No peace for family caught in cemetery controversy
CUADHY - The daughters don't want to bury their mother's cremated remains. But they do want the date of her death on the family headstone.
The cemetery has said no.
"We are not at peace. We don't have closure," said Pam Sztukowski.
Pam's sisters wanted the family's headstone at Holy Sepulcher Cemetery in Cudahy to include the year their mother Rita was born and the date she died, April 26th, 2013.
There was no burial because the daughters and their mom decided her ashes would be divided and shared with the large family.
"She knew it was more important for us to all have a piece of her then to be there.

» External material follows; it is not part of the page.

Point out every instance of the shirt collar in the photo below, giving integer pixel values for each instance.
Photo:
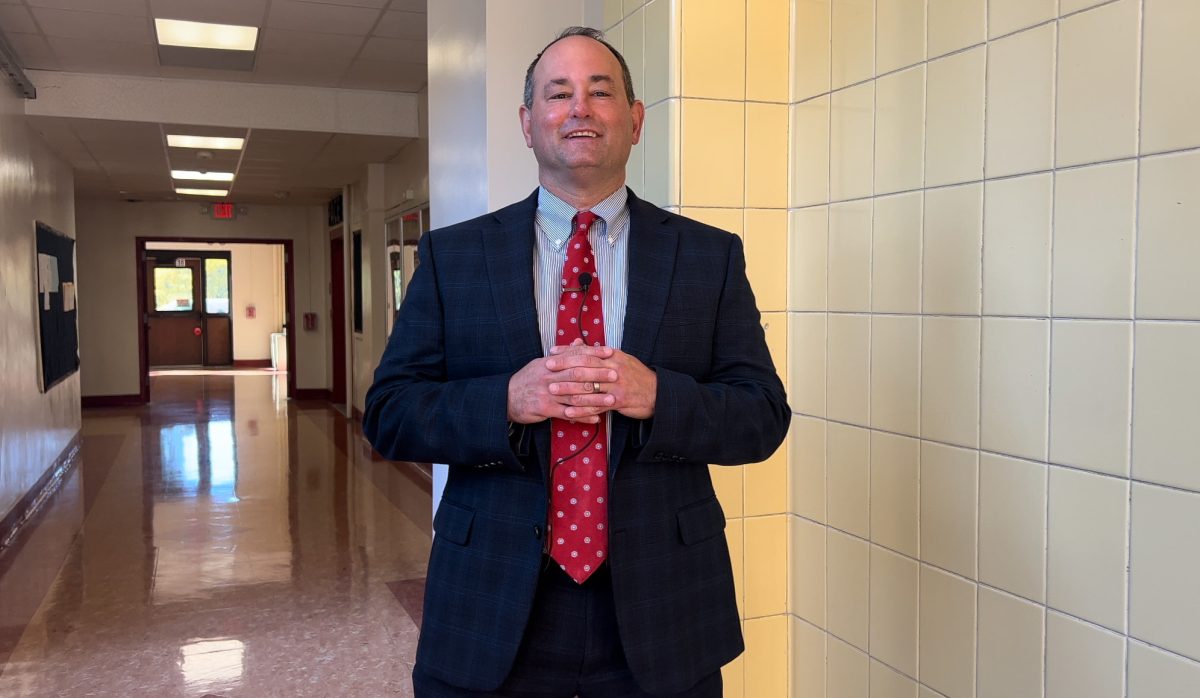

She knew where she was going to be" said daughter Holly Flechner.
The Catholic cemetery said its policy was no burial - no death date on the headstone.
The sisters then thought the cemetery agreed to compromise: inscribe the words In Memory and then a death date, but the cemetery still said no.

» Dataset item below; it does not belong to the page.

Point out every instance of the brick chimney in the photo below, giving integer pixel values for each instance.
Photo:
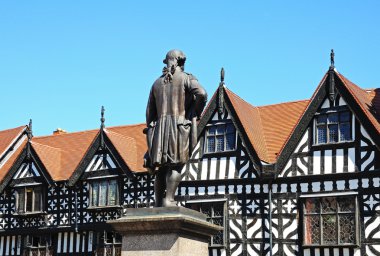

There are 26,000 people buried at the Cudahy cemetery. The Cemetery Directory says this has never come up before.
He did not go on camera but, he confirmed statements he made to the Milwaukee Journal Sentinel.
"The cemetery is following Christian burial beliefs, said Butch Miller. "When we have a person who has been cremated and they wish to have those cremated remains whole and buried at our cemetery, that is the only way we'll recognize."
It's been a year of heartache for the sisters.
"I can't even drive past the cemetery, said Pam. "I can't go visit her. I just feel incomplete. I feel like I let her down."
The cemetery says it never agreed to any compromise with the family but has offered to work with the family within its rules and regulations.